指定された日時に裁判所で免責審尋面接が裁判官によって行われ、免責許可が7日ほどで弁護士事務所に通知されます。
免責許可が法的に確立するのは、通知後1ヶ月が経過してからとなり、この時点で破産申請が全て終了します。
少額管財の流れ
破産手続き開始までは、少額管財の大まかな流れも、同時廃止の時と同じになります。
少額管財による破産申請は、手続き終了まで6ヶ月ほどの時間が必要です。
- 弁護士事務所との契約
- 債権者への受任通知
- 賃金業者との取引履歴から正しい債務額を計算
- 破産申立書類を準備
- 破産申立の受付を裁判所で行う
- 裁判官との面接
- 破産手続き開始
- 管財人面接を事務所で実施
- 債権者集会
- 裁判所から免責許可決定が通知
- 免責許可確定
弁護士と裁判官が申込みの日に面接をしてから約2周間後に実施されるのが、管財人面接です。
管財人面接では、借金理由の確認や財産の内容や免責の是非について扱われるため、依頼人も弁護士と一緒に出頭しなければなりません。
その後、裁判所で破産管財人と裁判官、依頼者と弁護士、全ての債権者を集めて債権者集会が開かれ免責許可の最終決定が行われます。
通常であれば、ここまで約4ヶ月から5ヶ月が経過しています。
最終的に免責許可が法的に確立されるのは、そこから1ヶ月以上が経過してからです。
自己破産にかかる費用はいくら?
自己破産にかかる費用は、弁護士事務所によって異なっていますので、一例をご紹介します。

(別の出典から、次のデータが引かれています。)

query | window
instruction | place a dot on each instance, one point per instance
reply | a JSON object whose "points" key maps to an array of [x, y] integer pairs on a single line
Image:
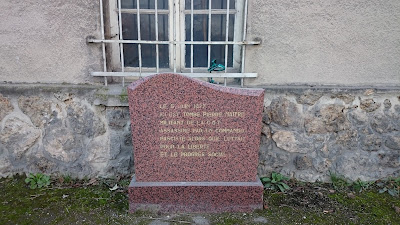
{"points": [[181, 36]]}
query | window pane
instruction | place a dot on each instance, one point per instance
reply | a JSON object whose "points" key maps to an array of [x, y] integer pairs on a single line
{"points": [[218, 53], [147, 28], [200, 33], [218, 23], [200, 56], [215, 4], [147, 31], [200, 27], [131, 55], [144, 4]]}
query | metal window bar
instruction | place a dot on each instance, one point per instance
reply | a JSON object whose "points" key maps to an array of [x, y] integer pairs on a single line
{"points": [[191, 35], [139, 37], [175, 10], [209, 35], [103, 45], [226, 38], [244, 38], [157, 51], [121, 45]]}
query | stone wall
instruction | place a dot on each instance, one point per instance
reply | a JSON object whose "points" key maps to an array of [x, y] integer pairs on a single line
{"points": [[308, 133], [58, 130], [84, 130]]}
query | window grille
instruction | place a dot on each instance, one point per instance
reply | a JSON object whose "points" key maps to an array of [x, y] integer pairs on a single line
{"points": [[183, 36]]}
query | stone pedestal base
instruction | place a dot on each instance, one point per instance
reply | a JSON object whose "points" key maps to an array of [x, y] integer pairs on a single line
{"points": [[195, 196]]}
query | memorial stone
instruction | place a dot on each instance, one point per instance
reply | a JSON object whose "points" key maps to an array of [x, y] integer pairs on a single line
{"points": [[195, 145]]}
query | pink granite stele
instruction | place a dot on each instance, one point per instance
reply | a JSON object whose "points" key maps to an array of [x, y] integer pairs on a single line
{"points": [[195, 145]]}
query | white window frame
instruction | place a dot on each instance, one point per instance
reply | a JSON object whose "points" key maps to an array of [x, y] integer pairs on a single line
{"points": [[176, 33]]}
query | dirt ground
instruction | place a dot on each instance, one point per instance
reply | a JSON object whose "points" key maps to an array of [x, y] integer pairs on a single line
{"points": [[99, 201]]}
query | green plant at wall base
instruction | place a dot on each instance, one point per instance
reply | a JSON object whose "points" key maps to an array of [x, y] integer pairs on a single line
{"points": [[275, 182], [392, 187], [37, 180], [339, 183], [360, 185]]}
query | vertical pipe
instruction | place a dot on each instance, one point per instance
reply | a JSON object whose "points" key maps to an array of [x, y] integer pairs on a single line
{"points": [[244, 39], [226, 38], [157, 51], [209, 34], [174, 28], [191, 35], [121, 45], [103, 45], [139, 38]]}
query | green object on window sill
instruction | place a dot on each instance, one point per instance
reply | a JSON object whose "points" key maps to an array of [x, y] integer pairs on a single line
{"points": [[216, 67]]}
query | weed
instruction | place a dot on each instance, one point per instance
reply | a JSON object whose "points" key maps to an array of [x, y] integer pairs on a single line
{"points": [[360, 185], [339, 182], [37, 180], [391, 186], [276, 182]]}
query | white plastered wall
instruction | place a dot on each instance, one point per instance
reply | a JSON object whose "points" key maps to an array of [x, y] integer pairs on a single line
{"points": [[45, 41], [340, 42]]}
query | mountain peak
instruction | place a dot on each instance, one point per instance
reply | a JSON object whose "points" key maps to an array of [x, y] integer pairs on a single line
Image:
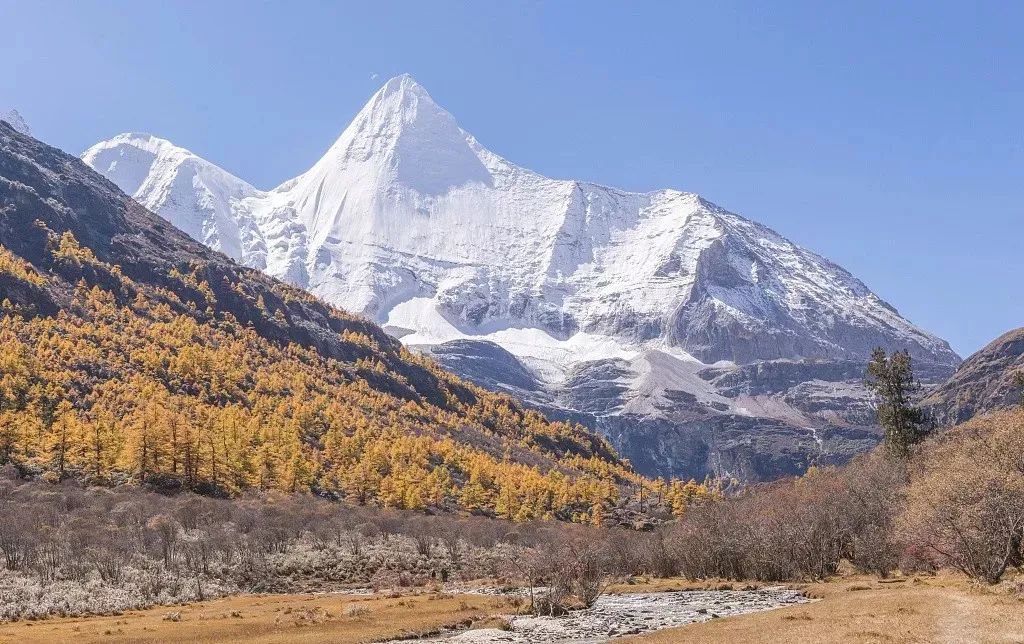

ある弁護士事務所では、同時廃止による自己破産の場合、5社までは合計約18万円で、それ以降は5社ごとに25,000円が追加されます。
少額管財の費用は一律で30万円に設定されており、その他に裁判所予納金として22万円が必要です。 自己破産は、債務整理における最終手段になります。
弁護士と相談しながら、本当に自己破産を申請するのか、慎重に判断しなければなりません。
自己破産が法的に確立するまでには、同時廃止は4ヶ月ほど必要であり、少額管財では半年以上の時間がかかります。
必要となる書類の数も多数あるため、弁護士事務所との連絡を緊密に保ち、確実に申請を進めていく必要があります。
返済が滞ってきたのであれば、一人で悩まずに弁護士事務所を訪問してみましょう。
債務整理に関しては、多くの弁護士事務所で初回無料相談を設けています。